A Meta engineer posted an internal security notice this week — not a routine update, not a scheduled audit finding. A warning that databases from the company’s Model Capability Initiative were exposed broadly to any Meta employee who cared to look. The tool had been quietly logging employee keystrokes, mouse clicks, and screen content since April. The company that turned its own workforce into AI training data couldn’t keep that data safe from its own workforce. Like finding out your Ring doorbell has been streaming to the entire neighborhood — a pattern of covert monitoring that echoes reports of apps secretly tracking users without their knowledge.
What MCI Actually Does
Meta launched an always-on monitoring tool across U.S. employee laptops in April — with no opt-out at launch.

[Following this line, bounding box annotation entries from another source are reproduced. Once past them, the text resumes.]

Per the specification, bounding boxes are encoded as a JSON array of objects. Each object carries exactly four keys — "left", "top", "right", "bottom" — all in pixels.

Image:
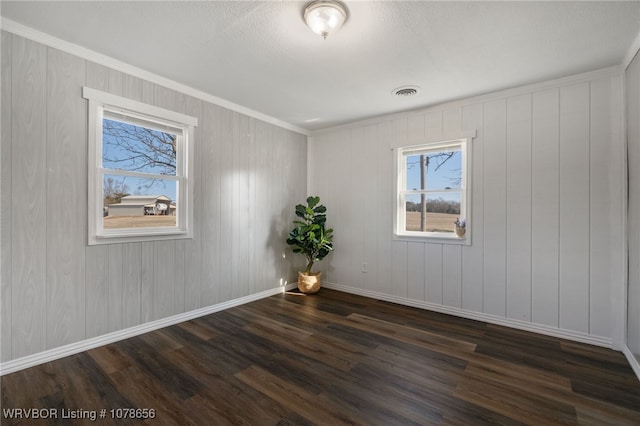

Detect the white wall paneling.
[
  {"left": 0, "top": 32, "right": 308, "bottom": 364},
  {"left": 531, "top": 88, "right": 560, "bottom": 327},
  {"left": 559, "top": 82, "right": 591, "bottom": 333},
  {"left": 11, "top": 37, "right": 47, "bottom": 357},
  {"left": 45, "top": 49, "right": 87, "bottom": 348},
  {"left": 625, "top": 50, "right": 640, "bottom": 377},
  {"left": 482, "top": 98, "right": 508, "bottom": 316},
  {"left": 309, "top": 69, "right": 625, "bottom": 344},
  {"left": 461, "top": 104, "right": 484, "bottom": 312},
  {"left": 0, "top": 34, "right": 13, "bottom": 360}
]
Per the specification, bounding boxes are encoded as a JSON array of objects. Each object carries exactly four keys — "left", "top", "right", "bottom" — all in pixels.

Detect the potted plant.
[
  {"left": 287, "top": 196, "right": 333, "bottom": 293},
  {"left": 453, "top": 218, "right": 467, "bottom": 238}
]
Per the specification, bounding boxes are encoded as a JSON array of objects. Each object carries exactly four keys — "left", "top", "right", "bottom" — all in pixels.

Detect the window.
[
  {"left": 394, "top": 137, "right": 471, "bottom": 244},
  {"left": 83, "top": 87, "right": 198, "bottom": 245}
]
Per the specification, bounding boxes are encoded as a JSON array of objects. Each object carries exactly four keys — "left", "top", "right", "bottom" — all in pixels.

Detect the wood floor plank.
[{"left": 0, "top": 289, "right": 640, "bottom": 426}]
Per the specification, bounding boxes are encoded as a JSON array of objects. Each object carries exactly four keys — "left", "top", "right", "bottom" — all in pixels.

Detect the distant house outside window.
[
  {"left": 83, "top": 87, "right": 197, "bottom": 244},
  {"left": 394, "top": 134, "right": 471, "bottom": 244}
]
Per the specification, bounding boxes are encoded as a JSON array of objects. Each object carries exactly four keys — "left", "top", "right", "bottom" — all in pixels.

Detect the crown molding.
[{"left": 0, "top": 17, "right": 310, "bottom": 136}]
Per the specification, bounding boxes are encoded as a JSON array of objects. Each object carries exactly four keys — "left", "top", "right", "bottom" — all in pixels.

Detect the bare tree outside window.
[
  {"left": 406, "top": 151, "right": 462, "bottom": 232},
  {"left": 102, "top": 119, "right": 176, "bottom": 176}
]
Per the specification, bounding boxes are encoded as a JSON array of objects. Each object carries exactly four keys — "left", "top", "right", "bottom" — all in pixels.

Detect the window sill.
[
  {"left": 89, "top": 231, "right": 193, "bottom": 246},
  {"left": 393, "top": 232, "right": 471, "bottom": 246}
]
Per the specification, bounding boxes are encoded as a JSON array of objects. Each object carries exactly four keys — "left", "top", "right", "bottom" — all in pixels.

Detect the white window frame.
[
  {"left": 393, "top": 132, "right": 475, "bottom": 245},
  {"left": 82, "top": 87, "right": 198, "bottom": 245}
]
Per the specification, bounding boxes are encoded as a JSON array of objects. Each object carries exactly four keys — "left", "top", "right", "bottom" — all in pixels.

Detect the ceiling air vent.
[{"left": 391, "top": 86, "right": 420, "bottom": 97}]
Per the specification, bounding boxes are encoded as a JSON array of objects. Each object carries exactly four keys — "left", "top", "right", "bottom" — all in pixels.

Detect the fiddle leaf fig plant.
[{"left": 287, "top": 196, "right": 333, "bottom": 274}]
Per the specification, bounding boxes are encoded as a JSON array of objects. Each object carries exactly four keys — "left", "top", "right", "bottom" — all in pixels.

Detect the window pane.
[
  {"left": 405, "top": 150, "right": 462, "bottom": 190},
  {"left": 103, "top": 175, "right": 177, "bottom": 229},
  {"left": 405, "top": 192, "right": 460, "bottom": 232},
  {"left": 102, "top": 118, "right": 177, "bottom": 176}
]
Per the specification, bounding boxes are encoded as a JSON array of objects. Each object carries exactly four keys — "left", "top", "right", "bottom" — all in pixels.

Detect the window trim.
[
  {"left": 393, "top": 131, "right": 476, "bottom": 245},
  {"left": 82, "top": 87, "right": 198, "bottom": 245}
]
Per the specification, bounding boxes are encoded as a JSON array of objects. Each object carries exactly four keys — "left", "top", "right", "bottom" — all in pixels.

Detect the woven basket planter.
[{"left": 298, "top": 272, "right": 322, "bottom": 294}]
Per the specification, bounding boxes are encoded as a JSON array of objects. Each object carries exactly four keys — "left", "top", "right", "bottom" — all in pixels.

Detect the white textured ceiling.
[{"left": 0, "top": 1, "right": 640, "bottom": 130}]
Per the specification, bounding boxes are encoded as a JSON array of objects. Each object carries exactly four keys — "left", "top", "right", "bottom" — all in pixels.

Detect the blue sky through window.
[
  {"left": 102, "top": 118, "right": 177, "bottom": 201},
  {"left": 405, "top": 151, "right": 462, "bottom": 193}
]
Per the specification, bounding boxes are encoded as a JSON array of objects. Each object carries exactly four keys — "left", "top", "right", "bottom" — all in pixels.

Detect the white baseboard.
[
  {"left": 0, "top": 283, "right": 296, "bottom": 376},
  {"left": 322, "top": 281, "right": 612, "bottom": 348},
  {"left": 622, "top": 345, "right": 640, "bottom": 380}
]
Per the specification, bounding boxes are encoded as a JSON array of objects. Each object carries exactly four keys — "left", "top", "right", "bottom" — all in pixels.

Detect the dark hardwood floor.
[{"left": 0, "top": 289, "right": 640, "bottom": 425}]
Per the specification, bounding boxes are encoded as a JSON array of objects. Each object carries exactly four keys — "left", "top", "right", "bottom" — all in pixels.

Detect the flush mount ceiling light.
[
  {"left": 391, "top": 86, "right": 420, "bottom": 97},
  {"left": 304, "top": 0, "right": 347, "bottom": 39}
]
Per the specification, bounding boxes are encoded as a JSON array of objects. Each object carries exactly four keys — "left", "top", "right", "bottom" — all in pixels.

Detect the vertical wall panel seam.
[
  {"left": 502, "top": 98, "right": 509, "bottom": 318},
  {"left": 556, "top": 88, "right": 563, "bottom": 327},
  {"left": 527, "top": 92, "right": 534, "bottom": 322},
  {"left": 43, "top": 47, "right": 51, "bottom": 349},
  {"left": 480, "top": 103, "right": 487, "bottom": 312},
  {"left": 587, "top": 80, "right": 596, "bottom": 334},
  {"left": 7, "top": 32, "right": 16, "bottom": 359}
]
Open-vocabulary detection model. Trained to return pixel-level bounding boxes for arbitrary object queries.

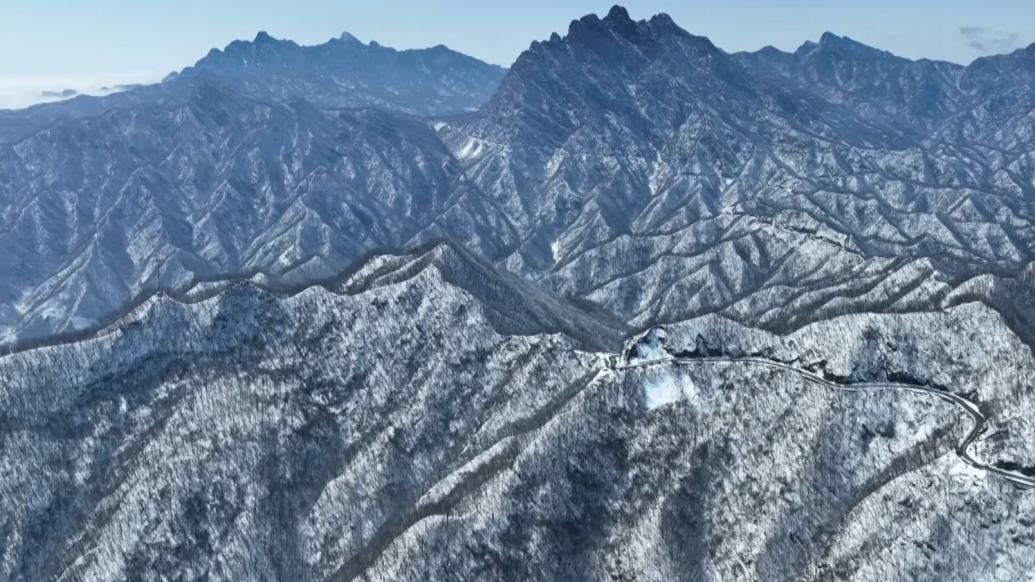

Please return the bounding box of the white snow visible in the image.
[644,374,686,410]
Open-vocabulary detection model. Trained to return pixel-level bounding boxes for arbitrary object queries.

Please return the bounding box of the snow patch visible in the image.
[644,374,686,410]
[456,138,483,159]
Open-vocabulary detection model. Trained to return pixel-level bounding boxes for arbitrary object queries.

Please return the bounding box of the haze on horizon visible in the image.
[0,0,1035,109]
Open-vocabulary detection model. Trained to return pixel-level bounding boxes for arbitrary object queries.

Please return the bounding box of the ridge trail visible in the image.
[609,356,1035,489]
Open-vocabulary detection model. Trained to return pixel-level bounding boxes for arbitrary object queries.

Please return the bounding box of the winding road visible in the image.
[611,356,1035,489]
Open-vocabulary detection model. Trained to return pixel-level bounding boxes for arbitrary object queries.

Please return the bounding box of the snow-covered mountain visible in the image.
[0,244,1035,581]
[0,32,506,144]
[0,6,1035,580]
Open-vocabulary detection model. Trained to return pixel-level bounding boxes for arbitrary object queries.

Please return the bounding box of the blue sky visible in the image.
[0,0,1035,107]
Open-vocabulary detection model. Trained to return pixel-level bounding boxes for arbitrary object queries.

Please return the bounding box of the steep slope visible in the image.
[0,245,1035,581]
[0,83,512,340]
[0,32,506,144]
[441,7,1035,333]
[6,7,1035,344]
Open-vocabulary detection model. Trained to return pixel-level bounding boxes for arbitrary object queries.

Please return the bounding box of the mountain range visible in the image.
[0,6,1035,580]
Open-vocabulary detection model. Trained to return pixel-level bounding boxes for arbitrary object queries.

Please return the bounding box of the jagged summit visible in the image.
[795,31,907,60]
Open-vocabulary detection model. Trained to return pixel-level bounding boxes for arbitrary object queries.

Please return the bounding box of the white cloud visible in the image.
[0,72,159,109]
[959,26,1022,55]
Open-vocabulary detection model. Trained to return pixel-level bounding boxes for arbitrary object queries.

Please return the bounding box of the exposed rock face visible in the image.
[0,7,1035,581]
[8,6,1035,344]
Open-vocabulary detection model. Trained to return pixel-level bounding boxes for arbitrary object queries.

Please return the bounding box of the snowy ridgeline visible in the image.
[0,5,1035,345]
[0,246,1035,581]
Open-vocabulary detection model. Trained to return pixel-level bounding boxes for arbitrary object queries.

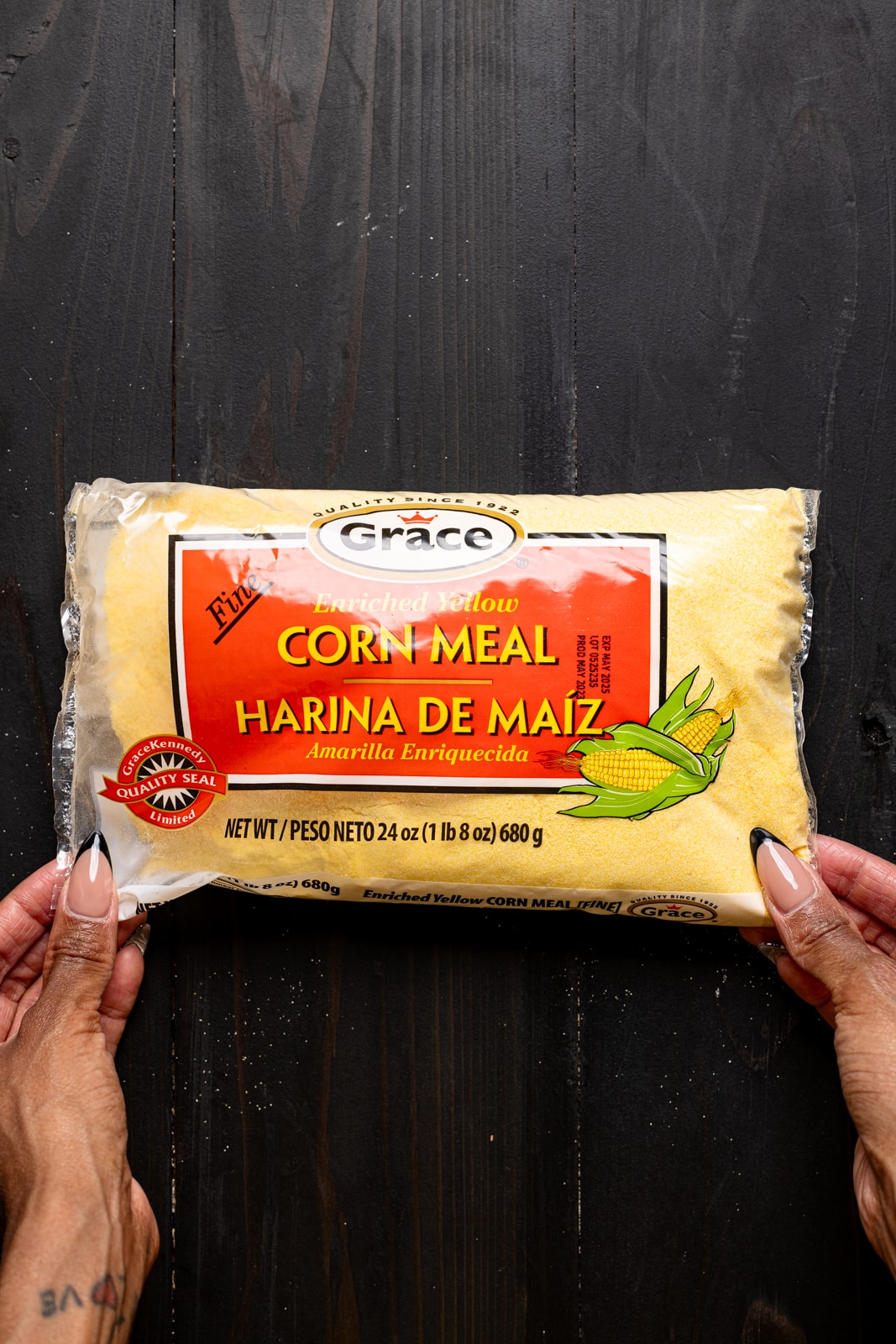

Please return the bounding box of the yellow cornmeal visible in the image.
[52,480,815,925]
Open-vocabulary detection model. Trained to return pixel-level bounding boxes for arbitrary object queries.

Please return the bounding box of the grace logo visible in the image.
[307,504,525,580]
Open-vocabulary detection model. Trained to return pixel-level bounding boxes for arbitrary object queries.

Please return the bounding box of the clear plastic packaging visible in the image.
[54,480,817,925]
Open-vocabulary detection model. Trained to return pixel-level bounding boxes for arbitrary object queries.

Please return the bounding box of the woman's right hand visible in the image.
[0,836,159,1344]
[741,831,896,1275]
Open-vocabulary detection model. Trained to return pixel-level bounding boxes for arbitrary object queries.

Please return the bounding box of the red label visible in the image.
[172,520,665,798]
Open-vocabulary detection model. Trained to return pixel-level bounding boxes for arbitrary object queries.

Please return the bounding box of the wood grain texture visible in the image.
[0,0,896,1344]
[177,0,574,491]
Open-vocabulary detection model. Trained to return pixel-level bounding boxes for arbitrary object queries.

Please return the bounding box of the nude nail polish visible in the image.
[65,831,113,919]
[750,827,815,914]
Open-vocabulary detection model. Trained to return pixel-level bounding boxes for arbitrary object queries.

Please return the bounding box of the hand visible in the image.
[0,836,159,1344]
[740,831,896,1275]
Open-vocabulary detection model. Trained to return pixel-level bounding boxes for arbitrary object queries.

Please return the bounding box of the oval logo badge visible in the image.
[314,504,525,580]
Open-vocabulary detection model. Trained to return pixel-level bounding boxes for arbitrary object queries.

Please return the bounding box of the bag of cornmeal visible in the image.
[55,480,817,925]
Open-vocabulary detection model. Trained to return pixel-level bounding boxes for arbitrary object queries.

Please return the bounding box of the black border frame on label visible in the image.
[168,531,668,795]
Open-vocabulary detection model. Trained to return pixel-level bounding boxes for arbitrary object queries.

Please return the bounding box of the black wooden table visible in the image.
[0,0,896,1344]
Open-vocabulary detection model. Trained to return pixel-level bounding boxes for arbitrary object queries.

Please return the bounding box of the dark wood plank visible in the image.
[576,0,896,1344]
[175,0,578,1344]
[0,0,172,1340]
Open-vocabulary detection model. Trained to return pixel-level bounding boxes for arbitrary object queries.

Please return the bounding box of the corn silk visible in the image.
[54,480,817,925]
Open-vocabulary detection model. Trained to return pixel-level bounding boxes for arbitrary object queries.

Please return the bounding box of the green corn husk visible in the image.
[560,667,737,822]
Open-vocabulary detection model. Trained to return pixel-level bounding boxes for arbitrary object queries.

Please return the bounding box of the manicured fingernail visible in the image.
[65,831,113,919]
[121,922,152,957]
[750,827,815,914]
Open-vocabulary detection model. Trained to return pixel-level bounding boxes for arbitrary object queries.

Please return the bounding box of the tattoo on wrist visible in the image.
[38,1274,139,1340]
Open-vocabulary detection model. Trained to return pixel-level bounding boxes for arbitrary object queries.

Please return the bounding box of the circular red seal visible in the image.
[99,734,227,831]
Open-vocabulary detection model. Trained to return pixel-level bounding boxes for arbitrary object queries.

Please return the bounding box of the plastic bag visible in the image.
[54,480,817,925]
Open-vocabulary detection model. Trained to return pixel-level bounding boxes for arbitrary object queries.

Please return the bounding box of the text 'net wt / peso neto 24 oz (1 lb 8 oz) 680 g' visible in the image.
[55,480,817,925]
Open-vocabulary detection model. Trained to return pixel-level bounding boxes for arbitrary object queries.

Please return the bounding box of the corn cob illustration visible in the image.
[560,668,736,820]
[579,748,677,793]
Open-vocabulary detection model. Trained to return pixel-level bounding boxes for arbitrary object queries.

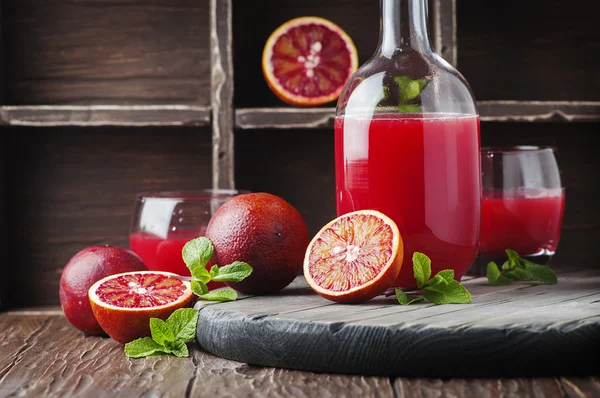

Every keystroke. Every mouse movement. Periodic screen snapshots across Google, LinkedIn, Slack, GitHub, and Atlassian tools. MCI captures all of it from company-issued laptops, feeding the data to AI models learning to navigate software like a human operator. Employees couldn’t opt out when the program launched. Meta’s stated promise: none of this touches performance reviews. “Carefully designed with privacy safeguards,” spokesperson Tracy Clayton told Wired.
Before the leak, employees were already calling this dystopian. Internal critics described Meta as an “employee data extraction factory,” according to public commentary obtained by reporters. Following layoffs tied to AI efficiency drives, workers weren’t just worried about privacy — they feared training their own replacements. Meta’s concession?
- A 30-minute pause button
- Exemptions for some remote or sensitive-data workers
Most staff remained covered.
The warnings about data mishandling weren’t new. Activist employees say they told leadership this would happen, describing the incident as a “mess,” per Wired’s reporting.
When the Safeguards Fail
Policy promises without hard technical controls delivered exactly the outcome critics predicted.
Buried in an internal forum post, the damage was plain: MCI’s collected data sat in databases any Meta employee could access. Workplace monitoring experts have long argued that written assurances mean nothing without enforced technical controls — the digital equivalent of a “Please Don’t Read” sticky note on an unlocked filing cabinet. Meta had the policy. It skipped the architecture. Clayton confirmed the program is paused pending investigation, with no evidence of improper access found so far.
The fallout extends beyond Menlo Park. If you work for any large tech employer, this is your preview. The MCI model — harvesting employee behavior as proprietary AI training data — offers a genuine competitive edge if executed cleanly. Privacy advocates warn it would likely conflict with GDPR principles if extended to EU workers. Internally, morale sits at what employees describe as “an all-time low,” a dynamic that fits a long-running pattern of tech scandals taking advantage of people who trusted these platforms.
Meta’s stumble doesn’t kill this category of tool. It proves the guardrails have to come before the ambition — and right now, Meta is still figuring out which it actually built first.